Japan Geoscience Union Meeting 2018

Presentation information

[JJ] Oral

H (Human Geosciences) » H-GM Geomorphology

[H-GM03] Geomorphology

Wed. May 23, 2018 10:45 AM - 12:15 PM 102 (1F International Conference Hall, Makuhari Messe)

convener:Tsuyoshi Hattanji(Faculty of Life and Environmental Sciences, University of Tsukuba), Masayuki Seto(Fukushima Future Center for Regional Revitalization, Fukushima University), Hiroshi Shimazu(立正大学地球環境科学部地理学科), Chairperson:Wakasa Sachi

11:30 AM - 11:45 AM

[HGM03-09] Distribution of eolian sand on the hills along the west coast of the Noto Peninsula, central Japan

*Wataru Kobayashi1, Masaaki Hamada1, Junichi Ishii2, Yoshihiro Hiramatsu3 (1.Hokuriku Electoric Power Company, 2.DIA Consultants Co., Ltd, 3.Kanazawa Univ.)

Keywords:the Noto Peninsula, eolian sand, dune

Coastal sand dunes are distributed widely along the coast of the Japan Sea. The Togi dune, which is 3 km in length, 2 km in width, and 45 m in altitude at its highest point, and was formed in Holocene, lies on the west coast of the Noto peninsula (Fuji, 1975). On the rocky shore south of the Togi dune, Hattori et al. (2014) found old sand dunes, which reached an altitude of 30 to 50 m with interbedded tephra of Pleistocene age, along approximately 10 km of the coast, even though this area have been recognized to have widely distributed marine terraces (e.g., Koike and Machida, 2001). This result implies that eolian sands are possibly distributed widely around the shore south of the Togi dune. However, the research area of Hattori et al. (2014) has been limited, so that we need to examine a detailed distribution of eolian sands. The objective of this study is to characterize the distribution of eolian sands on the inner hills by conducting boring and outcrop surveys, and to determine their depositional ages based on buried soils and tephra analysis.

The survey reveals that the sediments which overlie the andesite of basement rock consist of sand and gravel bed, sand bed, and soil in ascending order in the study area. The sand and gravel bed is distributed locally, less than 1 m in thickness, and consists of sub-rounded andesitic gravels. The sand bed is 5–30 m in thickness and is composed of mainly fine to medium sand that is well sorted and contains parallel laminae with interbedded coarse layers. Buried soils are interbedded in the sand layer, and the number of these layers increases with the distance from the coast. We detected AT (26-29 ka), K-Tz (95 ka), and SK (110-115 ka) in the sand layer, buried soils and soils from the tephra analysis (the ages of tephra are quoted from Machida and Arai, 2003). The upper part of the buried soils is eolian, because it deposited after emergence and lacks the surface of unconformity. The lower parts are also interpreted to be eolian from the similarity of facies between sand layers and its thickness > 20 m.

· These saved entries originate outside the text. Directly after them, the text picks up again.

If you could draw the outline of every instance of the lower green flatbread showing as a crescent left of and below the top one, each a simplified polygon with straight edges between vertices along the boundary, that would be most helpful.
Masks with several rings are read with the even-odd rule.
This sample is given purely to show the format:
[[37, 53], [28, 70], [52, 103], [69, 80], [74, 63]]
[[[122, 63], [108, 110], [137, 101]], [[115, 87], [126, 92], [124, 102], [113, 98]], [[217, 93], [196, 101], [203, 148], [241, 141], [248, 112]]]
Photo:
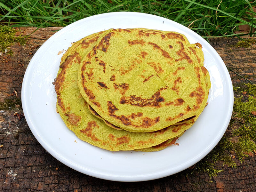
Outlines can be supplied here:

From the above results, we estimate that the distribution area of eolian sands of Pleistocene reaches over 0.9 km along the coast and 1.6 km toward inside from the coast around the shore south of the Togi dune. We consider that eolian sand had been intermittently supplied from the mid-Pleistocene to present in this area, as it contains K-Tz and SK tephra and buried red soils interpreted to have formed during interglacials. The center of the sedimentary deposition varies from inward to seaward over time with some pauses based on the increase of the number of the buried soils and the decrease of the thickness of the sand layer between the K-Tz and SK tephra with the distance from the coast.